The Yarkon River Authority cleans the area under its responsibility per its foundation order (20 m on each side of its banks), and within the river channel itself. The local authorities are responsible for cleaning the municipal area up to the river bank, without the riverbed.
The cleaning in the summer months takes place 6 days a week in light of the load of visitors who frequent the stream area.

In winter, cleaning operations are carried out in sections that can be reached (the Yarkon area is not accessible during the winter months due to winter pools and saturated soil).

At the end of the rainy season, the riverbed is cleaned along its entire length.

Ganei Yehoshua (Tel Aviv) is responsible for the crossing on the dam. Information on the activity of the crossing can be found on the Ganei Yehoshua website.

Along 28 km of the twists and turns of the Yarkon there is a main path, which passes alternately on both sides of the stream, and in some sections the path passes on both sides of the stream at the same time. This path splits into other existing and planned paths, allowing easy access from residential and city centers to crowded sites and employment areas.The trails pass near historic sites of interest and interesting scenic viewpoints.

You can download the trail map on the website, which includes parking lot markings for leaving vehicles and starting trails.

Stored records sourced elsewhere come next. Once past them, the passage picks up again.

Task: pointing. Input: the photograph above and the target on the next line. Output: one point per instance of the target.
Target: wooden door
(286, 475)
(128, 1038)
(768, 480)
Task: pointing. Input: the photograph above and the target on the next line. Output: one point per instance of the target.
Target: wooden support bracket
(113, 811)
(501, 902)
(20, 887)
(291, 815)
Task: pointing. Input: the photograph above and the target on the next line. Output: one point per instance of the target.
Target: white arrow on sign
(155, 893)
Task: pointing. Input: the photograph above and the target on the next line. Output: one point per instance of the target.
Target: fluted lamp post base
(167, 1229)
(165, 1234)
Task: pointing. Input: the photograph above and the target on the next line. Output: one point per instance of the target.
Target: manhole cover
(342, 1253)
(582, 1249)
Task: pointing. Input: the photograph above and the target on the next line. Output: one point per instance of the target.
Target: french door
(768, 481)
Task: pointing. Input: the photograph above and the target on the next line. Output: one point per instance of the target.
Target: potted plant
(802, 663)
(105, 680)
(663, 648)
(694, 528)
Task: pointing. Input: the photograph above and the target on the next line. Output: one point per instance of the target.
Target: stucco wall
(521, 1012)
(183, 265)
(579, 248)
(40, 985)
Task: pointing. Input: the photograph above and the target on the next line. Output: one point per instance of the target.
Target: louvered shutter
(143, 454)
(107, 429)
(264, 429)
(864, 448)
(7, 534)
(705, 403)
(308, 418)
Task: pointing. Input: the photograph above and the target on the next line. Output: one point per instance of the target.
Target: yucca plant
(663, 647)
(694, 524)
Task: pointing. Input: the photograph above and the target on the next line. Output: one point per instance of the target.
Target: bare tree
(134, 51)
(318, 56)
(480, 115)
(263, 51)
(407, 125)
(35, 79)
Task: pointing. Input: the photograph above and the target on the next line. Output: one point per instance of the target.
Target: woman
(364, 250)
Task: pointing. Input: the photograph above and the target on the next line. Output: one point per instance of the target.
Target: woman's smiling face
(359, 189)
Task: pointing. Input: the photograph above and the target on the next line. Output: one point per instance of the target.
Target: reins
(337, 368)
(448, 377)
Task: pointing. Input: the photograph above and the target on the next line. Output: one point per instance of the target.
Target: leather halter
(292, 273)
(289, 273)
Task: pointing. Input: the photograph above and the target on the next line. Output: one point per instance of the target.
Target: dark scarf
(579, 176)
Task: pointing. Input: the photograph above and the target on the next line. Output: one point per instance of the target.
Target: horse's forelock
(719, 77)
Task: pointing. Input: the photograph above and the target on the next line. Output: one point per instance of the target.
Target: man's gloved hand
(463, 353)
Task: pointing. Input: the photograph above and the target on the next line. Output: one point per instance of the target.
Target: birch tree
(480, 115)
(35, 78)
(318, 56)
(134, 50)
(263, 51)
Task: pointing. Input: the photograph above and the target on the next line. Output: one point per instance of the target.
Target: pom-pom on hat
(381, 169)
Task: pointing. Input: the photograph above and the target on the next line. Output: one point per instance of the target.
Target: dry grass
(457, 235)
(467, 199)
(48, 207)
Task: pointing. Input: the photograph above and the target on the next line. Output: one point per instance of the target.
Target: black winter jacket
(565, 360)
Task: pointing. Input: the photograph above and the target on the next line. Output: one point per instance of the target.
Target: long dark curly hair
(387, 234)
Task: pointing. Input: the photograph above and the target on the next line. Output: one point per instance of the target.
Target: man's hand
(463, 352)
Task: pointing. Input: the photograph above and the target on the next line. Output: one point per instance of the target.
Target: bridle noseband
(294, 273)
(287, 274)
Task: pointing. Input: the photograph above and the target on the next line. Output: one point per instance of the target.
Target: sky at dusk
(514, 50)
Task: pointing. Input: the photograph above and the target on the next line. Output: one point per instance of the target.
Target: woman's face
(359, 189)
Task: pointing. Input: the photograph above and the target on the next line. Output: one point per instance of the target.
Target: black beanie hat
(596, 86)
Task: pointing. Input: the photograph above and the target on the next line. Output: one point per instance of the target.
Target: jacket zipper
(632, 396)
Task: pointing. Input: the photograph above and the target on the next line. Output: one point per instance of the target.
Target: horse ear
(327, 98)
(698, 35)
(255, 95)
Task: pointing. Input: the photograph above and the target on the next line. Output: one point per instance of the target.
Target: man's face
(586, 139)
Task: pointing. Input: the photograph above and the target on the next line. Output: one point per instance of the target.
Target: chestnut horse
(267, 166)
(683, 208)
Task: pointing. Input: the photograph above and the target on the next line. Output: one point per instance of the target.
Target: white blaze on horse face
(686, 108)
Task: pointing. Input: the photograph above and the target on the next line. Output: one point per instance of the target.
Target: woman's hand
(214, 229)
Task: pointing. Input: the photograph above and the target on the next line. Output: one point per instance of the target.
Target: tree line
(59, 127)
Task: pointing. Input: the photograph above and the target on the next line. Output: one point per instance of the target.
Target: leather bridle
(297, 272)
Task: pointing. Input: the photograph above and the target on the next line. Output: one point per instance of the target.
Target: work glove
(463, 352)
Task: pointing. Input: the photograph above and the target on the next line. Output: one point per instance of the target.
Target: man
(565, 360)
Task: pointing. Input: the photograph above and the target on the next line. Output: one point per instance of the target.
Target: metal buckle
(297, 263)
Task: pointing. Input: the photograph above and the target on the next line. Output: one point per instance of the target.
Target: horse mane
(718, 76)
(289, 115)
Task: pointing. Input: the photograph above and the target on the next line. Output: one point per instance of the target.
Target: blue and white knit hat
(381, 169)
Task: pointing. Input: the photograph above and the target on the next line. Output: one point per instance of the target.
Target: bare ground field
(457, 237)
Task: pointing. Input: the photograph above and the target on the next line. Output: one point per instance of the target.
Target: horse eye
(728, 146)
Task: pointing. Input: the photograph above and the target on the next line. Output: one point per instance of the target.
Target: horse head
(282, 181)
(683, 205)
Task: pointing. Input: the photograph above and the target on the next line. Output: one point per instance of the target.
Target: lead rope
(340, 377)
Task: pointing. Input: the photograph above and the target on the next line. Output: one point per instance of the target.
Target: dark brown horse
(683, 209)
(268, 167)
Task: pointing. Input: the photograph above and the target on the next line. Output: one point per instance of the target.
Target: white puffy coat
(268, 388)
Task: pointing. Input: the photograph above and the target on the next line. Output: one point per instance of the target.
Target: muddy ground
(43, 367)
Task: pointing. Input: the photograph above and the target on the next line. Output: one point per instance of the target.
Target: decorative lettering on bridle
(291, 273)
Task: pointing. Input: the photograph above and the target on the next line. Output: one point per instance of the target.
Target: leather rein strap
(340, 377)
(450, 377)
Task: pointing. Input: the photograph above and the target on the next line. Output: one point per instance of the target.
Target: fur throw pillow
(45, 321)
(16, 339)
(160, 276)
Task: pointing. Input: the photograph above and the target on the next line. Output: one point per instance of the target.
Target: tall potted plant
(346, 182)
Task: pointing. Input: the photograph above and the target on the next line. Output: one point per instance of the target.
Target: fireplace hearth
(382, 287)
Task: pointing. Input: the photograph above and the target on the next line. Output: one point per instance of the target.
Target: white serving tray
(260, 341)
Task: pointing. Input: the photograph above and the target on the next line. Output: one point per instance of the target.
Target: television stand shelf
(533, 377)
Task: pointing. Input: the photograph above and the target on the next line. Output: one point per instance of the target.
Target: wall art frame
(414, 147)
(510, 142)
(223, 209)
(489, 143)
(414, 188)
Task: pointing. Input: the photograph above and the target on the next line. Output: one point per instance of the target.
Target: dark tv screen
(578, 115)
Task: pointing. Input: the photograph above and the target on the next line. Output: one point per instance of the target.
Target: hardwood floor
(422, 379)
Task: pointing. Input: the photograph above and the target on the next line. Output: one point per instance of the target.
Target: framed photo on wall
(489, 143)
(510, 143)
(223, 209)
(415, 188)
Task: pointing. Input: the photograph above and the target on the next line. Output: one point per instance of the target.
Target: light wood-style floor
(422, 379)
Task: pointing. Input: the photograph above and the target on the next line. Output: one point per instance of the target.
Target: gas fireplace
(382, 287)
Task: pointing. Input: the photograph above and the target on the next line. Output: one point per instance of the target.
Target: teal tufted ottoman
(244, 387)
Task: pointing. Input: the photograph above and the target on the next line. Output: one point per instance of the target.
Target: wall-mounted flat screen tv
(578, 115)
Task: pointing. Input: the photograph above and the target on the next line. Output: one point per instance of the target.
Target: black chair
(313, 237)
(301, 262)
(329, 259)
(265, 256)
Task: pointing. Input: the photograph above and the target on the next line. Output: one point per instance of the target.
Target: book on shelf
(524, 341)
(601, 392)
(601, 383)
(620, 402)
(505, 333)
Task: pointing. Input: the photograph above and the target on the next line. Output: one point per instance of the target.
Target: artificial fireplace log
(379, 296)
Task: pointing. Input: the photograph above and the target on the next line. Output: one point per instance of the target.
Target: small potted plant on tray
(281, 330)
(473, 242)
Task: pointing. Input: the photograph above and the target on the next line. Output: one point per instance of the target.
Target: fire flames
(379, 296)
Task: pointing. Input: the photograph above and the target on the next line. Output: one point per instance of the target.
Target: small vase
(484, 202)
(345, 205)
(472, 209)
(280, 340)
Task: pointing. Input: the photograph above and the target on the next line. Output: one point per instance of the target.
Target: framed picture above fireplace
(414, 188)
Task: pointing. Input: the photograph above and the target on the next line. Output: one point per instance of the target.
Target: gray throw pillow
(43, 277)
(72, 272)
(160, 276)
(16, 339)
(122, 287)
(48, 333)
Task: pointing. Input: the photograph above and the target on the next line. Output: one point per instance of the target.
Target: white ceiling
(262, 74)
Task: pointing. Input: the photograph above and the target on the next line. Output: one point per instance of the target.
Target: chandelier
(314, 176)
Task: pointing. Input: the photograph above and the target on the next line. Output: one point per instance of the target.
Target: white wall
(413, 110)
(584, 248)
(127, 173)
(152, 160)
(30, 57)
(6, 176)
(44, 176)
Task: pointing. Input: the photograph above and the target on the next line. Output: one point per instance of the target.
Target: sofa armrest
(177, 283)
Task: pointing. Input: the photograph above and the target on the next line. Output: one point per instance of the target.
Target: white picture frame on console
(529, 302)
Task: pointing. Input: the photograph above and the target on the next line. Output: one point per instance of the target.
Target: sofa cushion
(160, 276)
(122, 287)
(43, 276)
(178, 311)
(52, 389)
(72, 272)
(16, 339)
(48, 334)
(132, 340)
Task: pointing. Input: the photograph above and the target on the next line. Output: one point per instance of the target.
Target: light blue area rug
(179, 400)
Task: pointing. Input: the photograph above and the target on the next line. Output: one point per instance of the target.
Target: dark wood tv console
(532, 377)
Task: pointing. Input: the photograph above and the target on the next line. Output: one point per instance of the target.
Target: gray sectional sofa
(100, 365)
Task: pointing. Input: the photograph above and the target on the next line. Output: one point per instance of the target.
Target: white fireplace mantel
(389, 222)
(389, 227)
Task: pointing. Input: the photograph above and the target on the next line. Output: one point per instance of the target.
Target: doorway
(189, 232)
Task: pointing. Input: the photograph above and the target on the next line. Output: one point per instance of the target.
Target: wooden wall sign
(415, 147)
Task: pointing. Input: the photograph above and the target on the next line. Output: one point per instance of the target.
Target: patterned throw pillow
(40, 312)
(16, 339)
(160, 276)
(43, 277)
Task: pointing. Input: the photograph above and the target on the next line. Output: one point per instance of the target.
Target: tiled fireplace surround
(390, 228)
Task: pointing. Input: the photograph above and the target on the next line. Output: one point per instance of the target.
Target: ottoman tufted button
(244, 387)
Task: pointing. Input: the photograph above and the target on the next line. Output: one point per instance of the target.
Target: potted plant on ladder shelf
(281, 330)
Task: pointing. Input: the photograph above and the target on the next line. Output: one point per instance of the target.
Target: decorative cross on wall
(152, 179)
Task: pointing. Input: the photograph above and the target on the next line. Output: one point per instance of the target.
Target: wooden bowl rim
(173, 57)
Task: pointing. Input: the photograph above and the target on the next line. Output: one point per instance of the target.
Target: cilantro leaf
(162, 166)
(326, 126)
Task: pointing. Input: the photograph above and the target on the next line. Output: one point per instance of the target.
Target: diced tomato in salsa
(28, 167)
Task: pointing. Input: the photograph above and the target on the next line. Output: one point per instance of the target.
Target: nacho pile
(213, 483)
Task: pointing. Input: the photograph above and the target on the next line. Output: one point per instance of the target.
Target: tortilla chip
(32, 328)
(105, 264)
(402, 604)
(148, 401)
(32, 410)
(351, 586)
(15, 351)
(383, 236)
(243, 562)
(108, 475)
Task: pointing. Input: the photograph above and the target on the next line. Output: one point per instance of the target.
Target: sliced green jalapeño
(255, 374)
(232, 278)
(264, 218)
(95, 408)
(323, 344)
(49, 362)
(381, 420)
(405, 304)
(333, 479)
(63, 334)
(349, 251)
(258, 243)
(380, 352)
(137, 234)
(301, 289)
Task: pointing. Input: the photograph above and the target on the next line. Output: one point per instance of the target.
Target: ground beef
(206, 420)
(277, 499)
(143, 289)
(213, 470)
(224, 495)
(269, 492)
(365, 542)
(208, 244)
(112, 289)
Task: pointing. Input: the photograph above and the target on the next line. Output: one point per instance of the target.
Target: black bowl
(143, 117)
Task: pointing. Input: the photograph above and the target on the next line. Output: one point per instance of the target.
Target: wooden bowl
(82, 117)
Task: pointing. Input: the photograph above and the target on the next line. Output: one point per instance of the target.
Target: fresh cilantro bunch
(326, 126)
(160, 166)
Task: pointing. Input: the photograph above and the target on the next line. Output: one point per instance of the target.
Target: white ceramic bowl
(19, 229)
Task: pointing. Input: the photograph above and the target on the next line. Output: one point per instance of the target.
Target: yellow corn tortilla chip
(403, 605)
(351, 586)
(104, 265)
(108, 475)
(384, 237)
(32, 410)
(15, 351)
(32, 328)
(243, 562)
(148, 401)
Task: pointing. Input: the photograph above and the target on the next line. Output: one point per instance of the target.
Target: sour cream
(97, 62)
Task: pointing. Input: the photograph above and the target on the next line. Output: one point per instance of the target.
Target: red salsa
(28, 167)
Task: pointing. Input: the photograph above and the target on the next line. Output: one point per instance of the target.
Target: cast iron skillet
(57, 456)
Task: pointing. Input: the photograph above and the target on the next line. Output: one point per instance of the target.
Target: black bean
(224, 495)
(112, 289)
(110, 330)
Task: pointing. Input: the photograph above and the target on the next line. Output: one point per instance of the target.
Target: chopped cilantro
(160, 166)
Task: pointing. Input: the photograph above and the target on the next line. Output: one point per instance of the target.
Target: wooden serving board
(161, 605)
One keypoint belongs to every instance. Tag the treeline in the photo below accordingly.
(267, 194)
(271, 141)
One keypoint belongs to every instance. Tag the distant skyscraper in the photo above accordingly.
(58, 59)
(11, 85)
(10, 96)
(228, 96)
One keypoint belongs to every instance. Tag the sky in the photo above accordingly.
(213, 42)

Link >>

The Yarkon River channel is open to the public. Two sections up the stream are sites that are declared national parks – these are “Tel Afek” and “Mekorot Hayarkon”. The sites are fenced and operated by the Nature and Parks Authority.

The community activity that the Yarkon River Authority promotes together with the local authorities takes place throughout the year. Special activities on holidays and festivals are held at the initiative of other bodies in the area, such as: the Nature and Parks Authority, Ganei Yehoshua Tel Aviv, Hod Hasharon Ecological Park, etc. Details of special events can be found on the websites of these bodies.